#21.美しい日本人の演奏

 毎年ぞくぞくと登場してくる日本人ピアニスト。
 いまや整体学にまで取り込んだ徹底した指導と、合理的なメトード発達の賜物か、難曲を楽々と弾きこなすことはもはや当たり前。昔なら絶賛ものだったろう指さばきも今や普通のこととなり、きわめて安定した見事な演奏をこなす。

 それとは逆に時代の特徴だろうが、いわゆる巨匠型といえる圧倒的存在感をもったピアニストというのはいない(これは世界的な傾向でもある)。それに代わる新しいトレンドや個性が、まあ出てきているようでもり、やっぱりちょっと違うような、そのあたりは複雑な思いがする。ともかく、ひと時代前の基準で言うとみんな本当に上手くて、その点はもはや有難味がないぐらいだ。
 惜しむらくは、そのような技術の向上と芸術性の向上は比例しないということか。「みんな上手いが個性がない」ということが巷間言われているが、ある意味ではその通り。だがしかし、マロニエ君は最近のピアニスト特有の魅力がないわけではないと思っている。

 なぜなら、次々に登場してくる、名前もろくに知らない日本人ピアニストの中に、ときどきハッとするような本物の光を持った人がいることがある。それは現在の非常に高いレベルを背景に出てくる人達で、ここにマロニエ君は注目したい。ついでながら、近年の日本人ピアニストからは昔の人が不本意に背負っていたもろもろの要素がほとんどなくなり、この点は今昔の感に堪えない。
 昔の日本人ピアニストには、いわゆる日本人ゆえのハンディからくる重々しい悲壮感を漂わせた人が多かった。ピアノに我が身を捧げ、まわりの尊敬と無理解を一身に背負いながら、それでも挫けず邁進している感じだった。実際、音楽の根本にあるものが大和民族的でずんぐり感が抜けきれず、ひたすら西洋の模倣と自己の両立に苦慮し、日本人である自分と何か終わりのない戦いをしている感じがあった。そこには西洋音楽という異文化に身を投じたプライドと劣等感が複雑に同居していた。
 金髪の王子役に扮する日本人バレエダンサーを見るときのような痛々しさがそこにはあった。

 それがいつごろからか、姿を変えてくる。
 とりわけ1980年代以降の生まれの人達は、それ以前には否応なく重くのしかかっていた日本人的ハンディをさほど背負わず、のびのびと成長し、世界と対等に渡り合える技量を獲得するに到った。それは前記のような先達が粉骨砕身の果てに開拓した道あってのことだろう。ピアノに向かう姿にも悲壮感や重苦しさは、少なくとも見ている側には感じはなくなり、ごく自然に楽器と向きあっている。テクニックも然り。
 出てくる音楽も変わった。時代の潮流で個性や味わいは少々薄くなったことは否めないが、これはほとんどすべてのジャンルに言えることで、ピアノ固有の問題ではない。そのかわり、聴いていて不快感の少ない快適で安定した演奏が保証されている。
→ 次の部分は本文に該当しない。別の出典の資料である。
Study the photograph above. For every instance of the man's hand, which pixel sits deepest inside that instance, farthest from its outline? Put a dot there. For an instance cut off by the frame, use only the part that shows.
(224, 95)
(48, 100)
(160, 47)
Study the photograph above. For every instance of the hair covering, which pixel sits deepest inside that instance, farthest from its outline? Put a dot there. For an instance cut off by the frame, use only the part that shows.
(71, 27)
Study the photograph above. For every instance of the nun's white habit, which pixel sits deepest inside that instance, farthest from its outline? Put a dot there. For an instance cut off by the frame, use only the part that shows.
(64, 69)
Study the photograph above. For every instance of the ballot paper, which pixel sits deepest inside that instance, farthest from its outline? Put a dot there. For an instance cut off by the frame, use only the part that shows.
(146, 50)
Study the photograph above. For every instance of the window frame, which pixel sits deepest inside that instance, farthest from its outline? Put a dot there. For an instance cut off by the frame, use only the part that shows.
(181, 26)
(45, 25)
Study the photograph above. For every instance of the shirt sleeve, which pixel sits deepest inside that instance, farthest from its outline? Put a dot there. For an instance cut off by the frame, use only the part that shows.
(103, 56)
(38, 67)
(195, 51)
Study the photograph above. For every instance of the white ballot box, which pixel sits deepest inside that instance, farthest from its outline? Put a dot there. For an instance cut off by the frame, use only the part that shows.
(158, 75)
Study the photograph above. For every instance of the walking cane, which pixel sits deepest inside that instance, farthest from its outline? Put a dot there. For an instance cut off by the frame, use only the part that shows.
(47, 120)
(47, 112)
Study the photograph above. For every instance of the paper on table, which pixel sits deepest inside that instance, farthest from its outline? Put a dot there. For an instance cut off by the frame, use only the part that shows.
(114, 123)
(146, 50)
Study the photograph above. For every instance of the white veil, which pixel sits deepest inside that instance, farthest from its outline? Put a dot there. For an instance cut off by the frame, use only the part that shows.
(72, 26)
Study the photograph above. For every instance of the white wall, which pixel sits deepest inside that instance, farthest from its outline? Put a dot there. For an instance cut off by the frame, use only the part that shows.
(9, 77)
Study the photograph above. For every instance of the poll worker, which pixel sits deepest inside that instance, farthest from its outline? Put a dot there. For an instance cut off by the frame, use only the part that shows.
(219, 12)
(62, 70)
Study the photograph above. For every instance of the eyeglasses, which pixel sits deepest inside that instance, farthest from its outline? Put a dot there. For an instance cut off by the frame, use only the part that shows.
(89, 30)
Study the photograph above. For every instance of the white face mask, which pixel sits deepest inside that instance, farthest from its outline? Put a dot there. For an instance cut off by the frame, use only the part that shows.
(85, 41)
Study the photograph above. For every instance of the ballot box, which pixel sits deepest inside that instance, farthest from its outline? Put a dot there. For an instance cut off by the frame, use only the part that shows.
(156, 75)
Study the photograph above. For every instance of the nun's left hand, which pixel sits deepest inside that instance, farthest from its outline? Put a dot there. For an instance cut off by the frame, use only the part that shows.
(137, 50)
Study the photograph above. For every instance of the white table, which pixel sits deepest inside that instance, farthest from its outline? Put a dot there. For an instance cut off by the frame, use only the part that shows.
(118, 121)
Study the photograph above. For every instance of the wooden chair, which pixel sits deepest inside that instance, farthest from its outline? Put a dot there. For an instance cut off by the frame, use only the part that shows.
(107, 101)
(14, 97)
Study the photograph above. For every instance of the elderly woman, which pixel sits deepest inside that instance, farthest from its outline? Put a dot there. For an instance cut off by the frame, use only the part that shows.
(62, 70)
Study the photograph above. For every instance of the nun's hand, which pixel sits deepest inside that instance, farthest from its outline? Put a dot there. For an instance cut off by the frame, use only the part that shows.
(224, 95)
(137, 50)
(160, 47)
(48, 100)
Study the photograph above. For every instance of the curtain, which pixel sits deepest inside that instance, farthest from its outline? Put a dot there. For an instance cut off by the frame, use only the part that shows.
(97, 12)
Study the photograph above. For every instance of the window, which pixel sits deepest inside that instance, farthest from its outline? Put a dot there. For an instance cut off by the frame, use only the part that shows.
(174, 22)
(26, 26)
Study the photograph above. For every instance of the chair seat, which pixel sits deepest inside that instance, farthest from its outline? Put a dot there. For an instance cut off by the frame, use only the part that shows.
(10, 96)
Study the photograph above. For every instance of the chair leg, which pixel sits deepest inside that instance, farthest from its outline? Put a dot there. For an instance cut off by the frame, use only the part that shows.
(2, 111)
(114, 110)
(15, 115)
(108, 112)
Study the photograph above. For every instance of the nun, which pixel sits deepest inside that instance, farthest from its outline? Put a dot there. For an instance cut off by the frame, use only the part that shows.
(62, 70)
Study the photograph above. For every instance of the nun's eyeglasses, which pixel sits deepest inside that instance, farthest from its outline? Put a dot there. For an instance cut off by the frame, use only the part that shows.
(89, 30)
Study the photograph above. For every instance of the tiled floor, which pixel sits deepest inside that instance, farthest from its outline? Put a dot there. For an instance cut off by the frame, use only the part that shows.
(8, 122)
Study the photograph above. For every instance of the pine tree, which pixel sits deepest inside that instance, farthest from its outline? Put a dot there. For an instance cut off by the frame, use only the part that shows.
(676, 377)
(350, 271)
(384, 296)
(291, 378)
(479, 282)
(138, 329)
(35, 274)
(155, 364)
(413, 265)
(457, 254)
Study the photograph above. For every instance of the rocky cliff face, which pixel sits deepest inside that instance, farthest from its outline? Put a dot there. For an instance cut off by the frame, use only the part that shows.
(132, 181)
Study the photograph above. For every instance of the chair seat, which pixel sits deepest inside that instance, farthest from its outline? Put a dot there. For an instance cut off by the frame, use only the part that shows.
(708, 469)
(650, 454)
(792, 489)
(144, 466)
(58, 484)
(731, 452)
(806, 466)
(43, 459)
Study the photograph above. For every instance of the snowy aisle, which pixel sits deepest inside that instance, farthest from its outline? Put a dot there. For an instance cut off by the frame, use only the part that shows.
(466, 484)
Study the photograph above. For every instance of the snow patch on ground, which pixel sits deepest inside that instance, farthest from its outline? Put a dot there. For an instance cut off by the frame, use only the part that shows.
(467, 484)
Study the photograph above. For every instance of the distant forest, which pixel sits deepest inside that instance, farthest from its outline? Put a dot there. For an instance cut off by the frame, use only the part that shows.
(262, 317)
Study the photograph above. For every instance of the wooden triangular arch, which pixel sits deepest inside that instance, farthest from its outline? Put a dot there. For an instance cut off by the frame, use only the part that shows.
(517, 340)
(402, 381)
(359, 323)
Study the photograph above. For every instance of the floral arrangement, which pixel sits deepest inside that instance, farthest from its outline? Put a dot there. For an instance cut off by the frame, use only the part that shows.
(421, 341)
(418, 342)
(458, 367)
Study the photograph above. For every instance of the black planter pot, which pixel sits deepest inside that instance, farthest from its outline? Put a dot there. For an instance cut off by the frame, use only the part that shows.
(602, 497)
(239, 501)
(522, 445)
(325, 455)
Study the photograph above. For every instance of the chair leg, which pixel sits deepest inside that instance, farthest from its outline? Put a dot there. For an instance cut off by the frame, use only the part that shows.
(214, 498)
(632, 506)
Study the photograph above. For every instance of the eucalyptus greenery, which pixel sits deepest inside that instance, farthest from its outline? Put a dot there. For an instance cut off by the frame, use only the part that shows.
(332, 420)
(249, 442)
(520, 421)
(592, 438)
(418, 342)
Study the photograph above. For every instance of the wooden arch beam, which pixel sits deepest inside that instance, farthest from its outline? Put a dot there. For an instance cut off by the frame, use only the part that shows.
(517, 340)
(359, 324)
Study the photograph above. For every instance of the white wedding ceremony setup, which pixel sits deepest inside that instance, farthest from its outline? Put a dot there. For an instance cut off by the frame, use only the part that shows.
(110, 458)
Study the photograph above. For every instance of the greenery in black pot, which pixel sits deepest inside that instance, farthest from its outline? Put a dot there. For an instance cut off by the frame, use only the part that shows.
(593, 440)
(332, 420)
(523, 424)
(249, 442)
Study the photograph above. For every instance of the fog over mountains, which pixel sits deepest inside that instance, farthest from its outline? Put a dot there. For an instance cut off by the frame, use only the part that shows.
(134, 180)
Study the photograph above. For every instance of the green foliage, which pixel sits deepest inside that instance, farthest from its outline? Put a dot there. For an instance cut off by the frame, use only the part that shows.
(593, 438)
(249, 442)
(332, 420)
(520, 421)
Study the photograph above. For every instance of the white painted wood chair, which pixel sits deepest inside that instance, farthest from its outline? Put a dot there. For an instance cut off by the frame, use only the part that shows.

 前記のような日本人らしさと入れ替わりに、日本人の持つ東洋的なデリカシーがすぐれた演奏をさらに際立たせるようにもなった。日本人に共通した美点として、上品さ、繊細さ、隅々までの目配りがある。この点は、昔はむしろ弱点のように言われた時期があった。生け花や茶の湯を楽しむならともかく、西洋音楽においてはそれは基本的に向いていないと。とくにピアノ演奏には指のがむしゃらな訓練と併せて演奏の逞しさやダイナミズムが求められ、それがなければ欧米では通用しないといった旨の指導だった。
 それがどうだろう、若いピアニスト達はタッチコントロールや音色の変化まで自然に身につけ、不必要な強打や過剰表現をすることもなくなった。解釈の点でも概ね正統的なものが主流で著しく偏ったものがなく、音楽もどちらかといえば長身の身ぎれいな輪郭をもっている。
 もちろん昔のピアニストにあった味わいや魅力にも捨てがたいものがあるし、現代の平均化されたピアニスト特有の欠点も言い出したら多くのことがあるだろう。それでもなお、彼らのその長所は瞠目に値するものがあるとマロニエ君は思っている。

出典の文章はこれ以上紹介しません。